Résistance et société civile
Malgré une répression croissante, la société civile russe continue de résister. Les journalistes, les militants et les citoyens ordinaires risquent leur liberté de contester les abus des États. Bien qu'affaibli depuis les années 1990, des moments comme les protestations électorales 2011-2012 et les actes de défi silencieux en réponse à l'invasion de l'Ukraine reflètent un esprit résilient. La résistance individuelle l'emporte désormais sur les mouvements de masse, les citoyens utilisant des moyens subtils et créatifs pour s'opposer au régime.
Des organisations telles que l'appel mondial à l'action contre la pauvreté et Caritas de la mère de Dieu Archidiocèse ont travaillé pour lutter contre la pauvreté au sein de la Fédération. En créant des informations sur les droits des patients plus accessibles aux citoyens, le programme de la Russie de GCAP vise à améliorer les soins de santé dans les communautés pauvres. Caritas de la mère de Dieu Archidiocèse, anciennement connu sous le nom Caritas Russie, est une agence nationale opérant sous l'Église catholique qui se concentre sur la fourniture des pauvres et des victimes de catastrophes, d'accidents et de conflits armés avec un soutien médical et social. RÉnercalement, l'organisation a soutenu des familles qui ont fui l'Ukraine en Russie, leur fournissant de la nourriture, des matériaux d'hygiène, des médicaments et de la literie.
En avant
Le contrôle autoritaire a gravement endommagé les institutions juridiques de la Russie, laissant à ses citoyens un système qui fait taire l'opposition et permet aux inégalités de devenir incontrôlées. En vertu de Poutine, l'état de droit en Russie s'est flétri, concentrant le pouvoir entre les mains de l'élite tout en marginalisant de grands segments de la population. Grâce à la manipulation constitutionnelle, aux nominations politiques centralisées et aux lois visant la dissidence, l'État a construit un cadre qui privilégie la loyauté sur l'équité.

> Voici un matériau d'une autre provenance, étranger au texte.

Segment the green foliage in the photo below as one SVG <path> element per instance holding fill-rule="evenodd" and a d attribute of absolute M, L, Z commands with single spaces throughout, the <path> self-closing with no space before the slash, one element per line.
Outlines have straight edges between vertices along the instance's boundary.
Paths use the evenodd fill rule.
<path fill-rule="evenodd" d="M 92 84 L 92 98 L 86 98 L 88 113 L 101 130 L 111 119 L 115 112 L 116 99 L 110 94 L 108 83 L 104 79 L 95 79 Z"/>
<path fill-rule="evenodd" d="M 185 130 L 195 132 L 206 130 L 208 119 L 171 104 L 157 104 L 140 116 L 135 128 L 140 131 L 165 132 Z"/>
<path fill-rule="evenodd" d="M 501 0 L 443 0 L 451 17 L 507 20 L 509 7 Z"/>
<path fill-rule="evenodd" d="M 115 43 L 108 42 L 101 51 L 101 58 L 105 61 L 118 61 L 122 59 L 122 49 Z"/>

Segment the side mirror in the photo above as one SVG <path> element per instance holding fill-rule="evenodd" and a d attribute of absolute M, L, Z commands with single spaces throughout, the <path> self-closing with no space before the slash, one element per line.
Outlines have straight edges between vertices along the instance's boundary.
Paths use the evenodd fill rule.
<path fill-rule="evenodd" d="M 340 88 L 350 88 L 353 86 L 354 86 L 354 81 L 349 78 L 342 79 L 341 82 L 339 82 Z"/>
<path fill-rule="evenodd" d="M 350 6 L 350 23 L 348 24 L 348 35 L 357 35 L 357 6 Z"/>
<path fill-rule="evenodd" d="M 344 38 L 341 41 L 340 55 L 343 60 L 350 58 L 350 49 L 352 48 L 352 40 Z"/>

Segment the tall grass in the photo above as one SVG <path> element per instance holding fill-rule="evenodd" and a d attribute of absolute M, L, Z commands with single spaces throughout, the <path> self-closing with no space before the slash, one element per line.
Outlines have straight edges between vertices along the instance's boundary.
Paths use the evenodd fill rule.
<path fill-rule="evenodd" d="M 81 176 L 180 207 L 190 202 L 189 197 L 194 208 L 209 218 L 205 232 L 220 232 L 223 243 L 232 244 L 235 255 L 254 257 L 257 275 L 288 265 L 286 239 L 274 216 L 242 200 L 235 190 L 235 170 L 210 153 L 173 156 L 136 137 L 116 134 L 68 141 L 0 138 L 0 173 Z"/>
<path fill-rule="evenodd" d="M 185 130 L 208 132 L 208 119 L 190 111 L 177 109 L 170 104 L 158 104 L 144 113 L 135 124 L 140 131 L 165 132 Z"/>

Pourtant, la résistance perdure. Des programmes tels que le Forum de la société civile de l'UE-Russia et les initiatives de base telles que Caritas et GCAP démontrent que, malgré la répression et les défis de l'état de droit en Russie, la lutte pour la protection du vulnérable et la promotion de la justice se poursuit. Face à l'adversité, une résistance silencieuse reste un outil pour lutter pour un avenir plus inclusif, équitable et légal.